Las seis finalidades de la ley enunciadas en el artículo 2 y que son objeto de regulación en la misma nos dejan claro que se trata de una ley orgánico-funcional que deja en la orfandad regulativa las cuatro fases de todo desastre (preparación, atención, rehabilitación y reconstrucción) y principalmente la fase de preparación. La regulación de medidas de preparación que constituyen la esencia de una adecuada prevención no aparece por ningún lado en el texto legal. La ley tampoco incorpora un mecanismo para evaluar su propia eficacia a partir de las experiencias de emergencias ya ocurridas. Esto último es de suma relevancia para no continuar repitiendo las mismas experiencias trágicas.
Por otro lado, la ley contiene una concentración de funciones en dos instancias que no tienen relación inmediata con las comunidades. En efecto, contempla cuatro tipos de comisiones de protección como son la Comisión Nacional, Comisión Departamental, Comisión Municipal y Comisión Comunal. Además, la Dirección General de Protección Civil, Prevención y Mitigación de Desastres. En el plano cuantitativo, la Comisión Nacional contiene once funciones, cuatro la departamental, cuatro la municipal y dos la comunal. La dirección general tiene doce funciones. En el plano cualitativo, las funciones de las comisiones municipales y departamentales son para diseñar planes, coordinar, fiscalizar y hacer evaluación de daños y necesidades. Esta última, al parecer, ante un evento ya acaecido. No se contemplan auténticas medidas de prevención ejecutadas motu proprio y sujetas a control posterior tanto en fase de preparación como en la fase de impacto. La ley debería contener regulaciones sobre medidas como inspecciones de viviendas, inventarios de viviendas en vulnerabilidad extrema, auxilio de profesionales, uso de la coerción, relocalización temporal de familias, relocalización de comunidades, asignación de albergues y otras.

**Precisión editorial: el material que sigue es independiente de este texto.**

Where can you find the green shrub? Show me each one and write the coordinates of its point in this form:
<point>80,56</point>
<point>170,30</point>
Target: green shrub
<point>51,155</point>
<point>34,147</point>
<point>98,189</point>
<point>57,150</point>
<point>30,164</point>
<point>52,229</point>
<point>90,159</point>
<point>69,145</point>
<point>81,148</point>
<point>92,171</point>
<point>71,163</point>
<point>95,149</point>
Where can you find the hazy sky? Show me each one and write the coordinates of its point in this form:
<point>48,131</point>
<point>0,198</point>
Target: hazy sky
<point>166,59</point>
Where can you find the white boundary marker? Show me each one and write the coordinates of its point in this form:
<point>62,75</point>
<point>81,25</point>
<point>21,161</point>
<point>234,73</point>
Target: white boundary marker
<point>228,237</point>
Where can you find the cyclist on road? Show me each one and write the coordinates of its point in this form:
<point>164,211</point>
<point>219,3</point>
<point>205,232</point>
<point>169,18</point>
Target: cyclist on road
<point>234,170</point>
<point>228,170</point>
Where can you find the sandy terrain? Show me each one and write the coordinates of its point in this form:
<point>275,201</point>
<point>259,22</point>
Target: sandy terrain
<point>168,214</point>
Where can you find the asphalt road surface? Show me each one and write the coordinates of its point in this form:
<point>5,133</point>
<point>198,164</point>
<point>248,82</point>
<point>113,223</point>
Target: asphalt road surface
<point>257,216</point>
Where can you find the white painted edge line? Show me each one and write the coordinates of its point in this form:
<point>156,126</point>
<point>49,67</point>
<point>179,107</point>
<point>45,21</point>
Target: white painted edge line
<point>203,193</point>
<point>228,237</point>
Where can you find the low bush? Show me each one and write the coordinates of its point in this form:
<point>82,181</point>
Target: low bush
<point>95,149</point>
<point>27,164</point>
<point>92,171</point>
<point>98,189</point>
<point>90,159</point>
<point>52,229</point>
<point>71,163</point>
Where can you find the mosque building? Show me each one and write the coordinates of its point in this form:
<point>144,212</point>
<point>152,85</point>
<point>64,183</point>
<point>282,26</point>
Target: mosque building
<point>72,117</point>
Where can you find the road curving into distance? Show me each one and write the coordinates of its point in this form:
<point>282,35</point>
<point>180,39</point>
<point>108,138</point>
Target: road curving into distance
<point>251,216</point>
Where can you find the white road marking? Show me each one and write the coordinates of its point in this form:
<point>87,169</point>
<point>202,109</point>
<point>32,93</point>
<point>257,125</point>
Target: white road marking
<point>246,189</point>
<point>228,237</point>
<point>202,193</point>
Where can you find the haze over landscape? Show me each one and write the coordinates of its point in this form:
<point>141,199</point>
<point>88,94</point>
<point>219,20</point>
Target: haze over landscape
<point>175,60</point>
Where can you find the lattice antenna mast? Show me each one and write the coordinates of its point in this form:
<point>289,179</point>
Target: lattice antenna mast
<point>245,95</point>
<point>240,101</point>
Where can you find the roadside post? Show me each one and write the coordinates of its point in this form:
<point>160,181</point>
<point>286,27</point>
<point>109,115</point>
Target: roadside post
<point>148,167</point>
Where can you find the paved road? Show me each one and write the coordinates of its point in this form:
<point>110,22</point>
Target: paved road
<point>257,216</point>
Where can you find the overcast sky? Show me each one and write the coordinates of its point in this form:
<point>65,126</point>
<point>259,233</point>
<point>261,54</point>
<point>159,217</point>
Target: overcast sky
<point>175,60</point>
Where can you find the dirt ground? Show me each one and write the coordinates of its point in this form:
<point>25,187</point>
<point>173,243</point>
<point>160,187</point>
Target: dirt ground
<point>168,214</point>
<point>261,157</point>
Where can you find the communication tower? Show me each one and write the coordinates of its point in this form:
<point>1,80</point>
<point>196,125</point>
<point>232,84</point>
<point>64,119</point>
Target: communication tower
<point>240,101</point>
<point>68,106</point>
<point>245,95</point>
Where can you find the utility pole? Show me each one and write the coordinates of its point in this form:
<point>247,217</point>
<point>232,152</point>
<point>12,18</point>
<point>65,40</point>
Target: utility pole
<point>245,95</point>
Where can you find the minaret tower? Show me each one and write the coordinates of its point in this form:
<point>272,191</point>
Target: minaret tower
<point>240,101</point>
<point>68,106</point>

Finalmente, es necesario señalar la necesidad de mejorar el sistema de alertas y la declaratoria de emergencia nacional del artículo 24. Esta última ha dado lugar a discusiones de gran calado político en los días recientes, girando la discusión en torno a la validez de una declaratoria de emergencia presidencial ante la falta de una declaratoria legislativa, cuando la norma autoriza a ambos órganos de gobierno a declarar la emergencia, pero frente a supuestos distintos. Por tanto, lo relevante no es quién puede o no hacerlo, sino los alcances y límites de la declaratoria, que no están del todo definidos, sobre todo en lo relativo al uso de fondos públicos y de su control antes, durante y después del evento de desastre. Los abogados y la academia debemos pensar un derecho para situaciones de emergencia que no está desarrollado, teniendo en cuenta nuestras numerosas experiencias de desastres y también nuestras numerosas vulnerabilidades.
*Samuel Aliven Lizama es licenciado en Ciencias Jurídicas por la Universidad de El Salvador. Tiene una maestría en Derecho Penal Constitucional por la Universidad José Simeón Cañas, “UCA”. Egresado de Maestría en Estudios Judiciales ESEN-UJMD-UNICAES. Postgrado de Especialización en Protección Jurídica del Medio Ambiente, Ordenación del Territorio y Patrimonio Histórico de la Universidad de Castilla La Mancha, España. Magistrado presidente de la Cámara Ambiental de San Salvador.